English PhD candidate Samantha Sabalis discusses her pedagogical tactic of using museum education to improve students' public speaking. Sabalis will discuss her findings at the College English Association Annual Conference in Denver in March.
 

Creating the Museum Experience: Using Museum Education to Teach Oral Presentation Skills in the Composition Classroom
By Samantha Sabalis

One of the biggest challenges I face in the Composition and Rhetoric classroom is teaching students to give the same level of attention to their oral presentations as they do to their written assignments. In the past, many student presentations have been disjointed, confusing, or monotonous, with presenters who were crippled by shyness or showed no evidence of practicing their material beforehand. I tackled these issues through a new final project: a series of readings and written assignments that culminated in an oral presentation on a work of art, given on-site at the Metropolitan Museum of Art.

In this project, I wanted to combine my experience as a teacher of Composition and Rhetoric at Fordham with my training in museum education, first as a docent at the Morgan Library and Museum and later as an intern at the Rubin Museum of Art. Focusing as much on engaging a diverse community of visitors as it does on teaching scholarly content, museum education offers many techniques for creating presentations that are both informative and engaging. Most notably, its focus on object-based learning can be easily adapted to teach students how to better integrate evidence and visual aids like Powerpoint into presentations. By using museum resources, I also wanted to expand my classroom to include the cultural landscape of New York City, drawing on Fordham’s motto that “New York is my campus.”

As well as training my students as apprentice museum educators who did not simply memorize their research but instead made it comprehensible and engaging to a diverse group of listeners, I also encouraged them use their experiences as audience members to prepare their presentations.
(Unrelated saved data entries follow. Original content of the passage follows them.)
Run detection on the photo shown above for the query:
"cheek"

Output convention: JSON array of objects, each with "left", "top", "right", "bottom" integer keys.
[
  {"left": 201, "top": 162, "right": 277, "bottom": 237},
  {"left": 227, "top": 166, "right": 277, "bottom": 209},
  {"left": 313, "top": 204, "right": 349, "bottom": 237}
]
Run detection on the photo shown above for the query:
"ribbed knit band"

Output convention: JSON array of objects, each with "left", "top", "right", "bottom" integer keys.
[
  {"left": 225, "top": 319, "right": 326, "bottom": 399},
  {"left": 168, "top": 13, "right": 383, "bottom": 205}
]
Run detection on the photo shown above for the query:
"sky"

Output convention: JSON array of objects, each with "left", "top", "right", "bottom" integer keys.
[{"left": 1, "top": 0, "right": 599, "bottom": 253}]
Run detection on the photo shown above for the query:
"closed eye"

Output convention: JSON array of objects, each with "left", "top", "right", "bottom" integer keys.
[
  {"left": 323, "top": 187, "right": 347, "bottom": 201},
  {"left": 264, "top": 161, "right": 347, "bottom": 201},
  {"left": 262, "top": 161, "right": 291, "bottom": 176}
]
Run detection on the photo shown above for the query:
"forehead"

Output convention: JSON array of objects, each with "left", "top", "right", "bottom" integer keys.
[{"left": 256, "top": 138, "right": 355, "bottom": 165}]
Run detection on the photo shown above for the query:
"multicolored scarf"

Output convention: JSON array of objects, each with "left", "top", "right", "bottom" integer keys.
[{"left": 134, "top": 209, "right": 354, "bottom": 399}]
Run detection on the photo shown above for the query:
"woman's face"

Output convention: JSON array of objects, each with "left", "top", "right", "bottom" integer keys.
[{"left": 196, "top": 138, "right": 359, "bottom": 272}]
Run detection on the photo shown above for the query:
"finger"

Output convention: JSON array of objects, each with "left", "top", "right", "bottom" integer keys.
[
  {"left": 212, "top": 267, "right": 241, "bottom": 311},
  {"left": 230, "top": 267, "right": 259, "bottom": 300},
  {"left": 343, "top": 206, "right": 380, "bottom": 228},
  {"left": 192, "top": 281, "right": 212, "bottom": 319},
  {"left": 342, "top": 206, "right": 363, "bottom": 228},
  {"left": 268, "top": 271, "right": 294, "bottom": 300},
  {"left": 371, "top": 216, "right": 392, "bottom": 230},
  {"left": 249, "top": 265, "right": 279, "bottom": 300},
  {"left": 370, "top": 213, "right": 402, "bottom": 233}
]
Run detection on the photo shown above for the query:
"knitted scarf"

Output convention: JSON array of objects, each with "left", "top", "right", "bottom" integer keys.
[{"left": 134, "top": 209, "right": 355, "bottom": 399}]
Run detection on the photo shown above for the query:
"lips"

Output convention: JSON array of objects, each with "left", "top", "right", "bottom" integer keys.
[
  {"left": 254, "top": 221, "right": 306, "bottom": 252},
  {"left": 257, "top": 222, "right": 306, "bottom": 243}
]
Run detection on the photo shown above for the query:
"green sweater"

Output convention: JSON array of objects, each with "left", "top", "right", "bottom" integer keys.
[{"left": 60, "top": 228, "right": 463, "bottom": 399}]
On a class trip to hear a museum tour, students considered not only the content but the rhetoric of the tour, reflecting on how the docent increased their interest in the objects on display or how she confused or alienated them, and developing their own techniques based on their experiences.
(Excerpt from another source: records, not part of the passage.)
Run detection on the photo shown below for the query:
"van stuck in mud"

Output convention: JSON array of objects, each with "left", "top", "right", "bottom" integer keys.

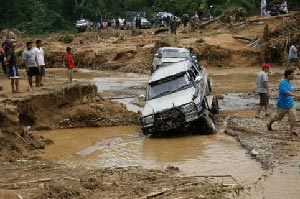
[{"left": 140, "top": 60, "right": 219, "bottom": 136}]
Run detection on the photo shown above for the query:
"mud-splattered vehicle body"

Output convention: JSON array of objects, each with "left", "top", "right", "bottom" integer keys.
[{"left": 140, "top": 60, "right": 219, "bottom": 136}]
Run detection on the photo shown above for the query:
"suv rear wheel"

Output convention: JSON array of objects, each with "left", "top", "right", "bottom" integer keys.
[{"left": 211, "top": 96, "right": 219, "bottom": 114}]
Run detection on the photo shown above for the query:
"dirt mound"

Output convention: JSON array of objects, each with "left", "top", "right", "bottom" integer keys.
[
  {"left": 0, "top": 129, "right": 49, "bottom": 161},
  {"left": 194, "top": 44, "right": 232, "bottom": 67},
  {"left": 0, "top": 82, "right": 138, "bottom": 160}
]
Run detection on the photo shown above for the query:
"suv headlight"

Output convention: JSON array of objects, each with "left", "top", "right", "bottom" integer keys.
[
  {"left": 142, "top": 115, "right": 154, "bottom": 126},
  {"left": 181, "top": 103, "right": 196, "bottom": 114}
]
In their final presentations, my students rose to the challenge of the new public setting, tailoring their material to suit their audiences and giving confident and fluent interpretations of objects that included an Yves St. Laurent jumpsuit, a Colt Revolver, a Chinese Buddhist mural, and an Etruscan chariot, alongside the more conventional Monet paintings and Classical sculptures. Though initially daunted by new space and by the prospect of strangers listening to them, they all thrived in the museum setting and said the additional listeners only increased their confidence.

In March, I will introduce fellow Composition teachers to my project at the College English Association Annual Conference in Denver. Through my description of my project and through students’ reflections on their experiences, I hope to show how incorporating museum education and using a museum as a class location can enliven and enrich students’ oral presentations, improving their skill and their confidence as presenters.